Key point 10-05. A church may be liable on the basis of negligent selection for a worker’s molestation of an adult if the church was negligent in the selection of the worker. Negligence means a failure to exercise reasonable care, and so negligent selection refers to a failure to exercise reasonable care in the selection of the worker. Liability based on negligent selection may be imposed upon a church for the acts of employees and volunteers.
In recent years, several churches have been sued as a result of sexual contact by clergy with adults. Most of these cases have involved sexual contact with church employees or with counselees. Nearly all of the cases have involved sexual contact between male clergy and adult female employees or counselees. The personal liability of ministers for engaging in such acts is addressed in a previous chapter.83 See §4-11, supra.This section will address the question of whether the minister’s employing church can be legally responsible for the minister’s acts on the basis of its negligent selection of the minister.

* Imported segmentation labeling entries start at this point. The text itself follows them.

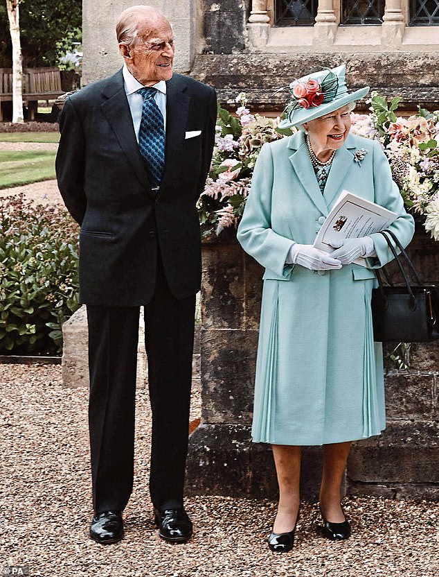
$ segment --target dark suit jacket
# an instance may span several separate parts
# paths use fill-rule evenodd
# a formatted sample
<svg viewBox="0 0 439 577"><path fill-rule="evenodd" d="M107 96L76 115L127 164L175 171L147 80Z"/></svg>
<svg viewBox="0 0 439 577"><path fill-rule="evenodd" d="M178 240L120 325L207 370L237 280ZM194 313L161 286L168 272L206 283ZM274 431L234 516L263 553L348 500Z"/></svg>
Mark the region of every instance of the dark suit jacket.
<svg viewBox="0 0 439 577"><path fill-rule="evenodd" d="M147 304L159 248L174 296L199 290L195 203L212 156L216 96L177 74L166 84L165 166L156 194L138 151L122 71L65 102L56 170L66 206L81 225L80 298L87 304ZM195 130L201 135L185 139Z"/></svg>

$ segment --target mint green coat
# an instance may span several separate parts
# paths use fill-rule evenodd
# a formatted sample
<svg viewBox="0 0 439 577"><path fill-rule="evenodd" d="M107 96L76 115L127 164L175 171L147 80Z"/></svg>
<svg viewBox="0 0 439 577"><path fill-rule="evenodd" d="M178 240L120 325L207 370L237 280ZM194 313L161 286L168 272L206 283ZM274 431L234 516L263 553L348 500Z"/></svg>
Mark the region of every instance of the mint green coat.
<svg viewBox="0 0 439 577"><path fill-rule="evenodd" d="M367 150L360 164L354 155ZM265 144L238 238L265 268L252 427L255 442L318 445L366 438L385 428L382 347L370 313L374 268L392 259L373 234L370 268L312 271L285 265L292 241L312 244L343 189L396 212L406 246L414 231L377 141L350 135L320 191L303 132Z"/></svg>

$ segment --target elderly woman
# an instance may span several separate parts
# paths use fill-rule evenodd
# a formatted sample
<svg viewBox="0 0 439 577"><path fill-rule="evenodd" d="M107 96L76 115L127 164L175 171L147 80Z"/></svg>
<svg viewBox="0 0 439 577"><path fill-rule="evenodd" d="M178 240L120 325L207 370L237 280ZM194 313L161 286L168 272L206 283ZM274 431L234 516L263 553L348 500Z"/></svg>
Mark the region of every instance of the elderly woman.
<svg viewBox="0 0 439 577"><path fill-rule="evenodd" d="M349 93L344 65L291 87L282 126L302 130L262 147L238 234L265 268L252 437L272 445L279 503L269 546L279 552L293 546L301 447L323 445L322 532L346 539L340 485L351 442L386 426L370 299L372 269L391 252L373 234L328 254L314 248L316 234L343 189L396 213L388 227L404 246L414 230L379 144L349 135L353 102L368 87Z"/></svg>

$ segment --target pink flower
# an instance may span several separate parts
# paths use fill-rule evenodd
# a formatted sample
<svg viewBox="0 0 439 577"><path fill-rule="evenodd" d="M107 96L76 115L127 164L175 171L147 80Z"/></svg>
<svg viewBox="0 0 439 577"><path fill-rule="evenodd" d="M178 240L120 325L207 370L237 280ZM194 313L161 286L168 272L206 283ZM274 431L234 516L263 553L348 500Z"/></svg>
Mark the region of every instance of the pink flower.
<svg viewBox="0 0 439 577"><path fill-rule="evenodd" d="M227 205L224 208L215 211L218 215L217 233L219 234L223 229L229 228L231 226L236 226L238 219L233 214L233 207Z"/></svg>
<svg viewBox="0 0 439 577"><path fill-rule="evenodd" d="M308 101L306 98L298 98L297 102L298 103L298 104L303 108L309 108L310 107L310 103L308 102Z"/></svg>
<svg viewBox="0 0 439 577"><path fill-rule="evenodd" d="M321 89L319 83L316 80L312 80L312 78L310 78L309 80L307 80L305 85L308 92L320 92Z"/></svg>
<svg viewBox="0 0 439 577"><path fill-rule="evenodd" d="M314 92L310 96L310 101L312 106L320 106L323 101L323 95L321 92Z"/></svg>
<svg viewBox="0 0 439 577"><path fill-rule="evenodd" d="M240 165L240 168L232 170L237 164ZM223 160L221 164L220 164L219 168L222 168L223 166L227 166L228 168L226 171L220 173L218 178L222 180L234 180L241 172L240 164L241 163L239 160L235 160L233 158L226 158L225 160Z"/></svg>
<svg viewBox="0 0 439 577"><path fill-rule="evenodd" d="M404 119L398 119L397 122L391 122L388 126L388 134L398 142L407 137L407 121Z"/></svg>
<svg viewBox="0 0 439 577"><path fill-rule="evenodd" d="M352 124L355 124L356 122L360 122L362 120L369 120L370 117L368 114L357 114L355 112L352 112L350 115L350 121Z"/></svg>
<svg viewBox="0 0 439 577"><path fill-rule="evenodd" d="M296 98L303 98L307 94L306 86L303 83L295 84L293 87L293 96Z"/></svg>

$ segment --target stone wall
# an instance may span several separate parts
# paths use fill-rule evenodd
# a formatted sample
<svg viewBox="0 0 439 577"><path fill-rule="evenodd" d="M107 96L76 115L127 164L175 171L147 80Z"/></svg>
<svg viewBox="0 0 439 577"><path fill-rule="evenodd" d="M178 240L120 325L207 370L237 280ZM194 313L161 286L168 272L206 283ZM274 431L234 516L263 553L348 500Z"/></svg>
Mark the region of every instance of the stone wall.
<svg viewBox="0 0 439 577"><path fill-rule="evenodd" d="M83 3L83 85L107 76L121 66L114 26L120 12L133 3L129 0ZM343 62L347 64L350 87L370 85L388 97L402 96L402 107L408 110L415 110L418 103L435 108L439 102L437 38L431 49L429 40L425 46L412 42L380 48L378 44L370 51L361 45L341 50L337 43L292 45L298 29L306 35L312 33L312 27L280 27L273 30L285 42L256 48L251 34L254 35L253 28L260 25L249 24L251 0L147 0L139 3L157 6L172 24L175 69L215 87L223 105L231 105L237 94L246 90L254 110L280 111L285 93L276 93L277 89L308 71ZM271 29L269 24L262 26ZM340 33L348 28L341 27ZM379 26L350 28L362 29L367 43ZM427 34L424 28L411 27L411 35L413 28L415 32L420 31L421 35ZM429 39L433 28L429 27ZM370 34L365 33L366 31Z"/></svg>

As noted earlier in this chapter, the term negligence refers to conduct that creates an unreasonable risk of foreseeable harm to others. It connotes carelessness, heedlessness, inattention, or inadvertence. Negligent selection of a minister means that the church failed to act responsibly and with due care in the selection of a minister who later engages in some form of foreseeable misconduct. To illustrate, assume that a church hires a minister without any background check, and fails to discover that the minister had been dismissed by another church because of committing adultery with two women. A year later, it is discovered that the minister has engaged in adultery with a married woman in the course of marital counseling. The woman sues the church, claiming that the minister’s conduct caused her emotional and psychological harm, and that her church is legally responsible for the minister’s acts on the basis of negligent selection. She insists that had church leaders contacted the other church they would have discovered the minister’s background and would not have hired him.
Church leaders can take relatively simple yet effective steps to significantly reduce the likelihood of such incidents occurring. This section will review some of the more significant reported court rulings, and then suggest a number of preventive measures that any church can implement in order to reduce the risk of such incidents.
Tip. No one understands or appreciates risk better than insurance companies. Risk evaluation is their business. As a result, it is very important to observe that a number of church insurance companies have reduced the insurance coverage they provide for sexual misconduct, and in some cases they have excluded it entirely. Some companies are suggesting that these incidents are excluded under the provision in most policies excluding damages based on intentional, criminal conduct (most acts of sexual molestation involve criminal activity). Church leaders should immediately review their church liability insurance policy to determine whether the church has any coverage for acts of sexual misconduct, and if so, whether such coverage has been limited in any way. If you fit within either category, the risk management recommendations in this chapter are of even greater relevance.
Key point. Be sure to review Table 10-1 and Table 10-2.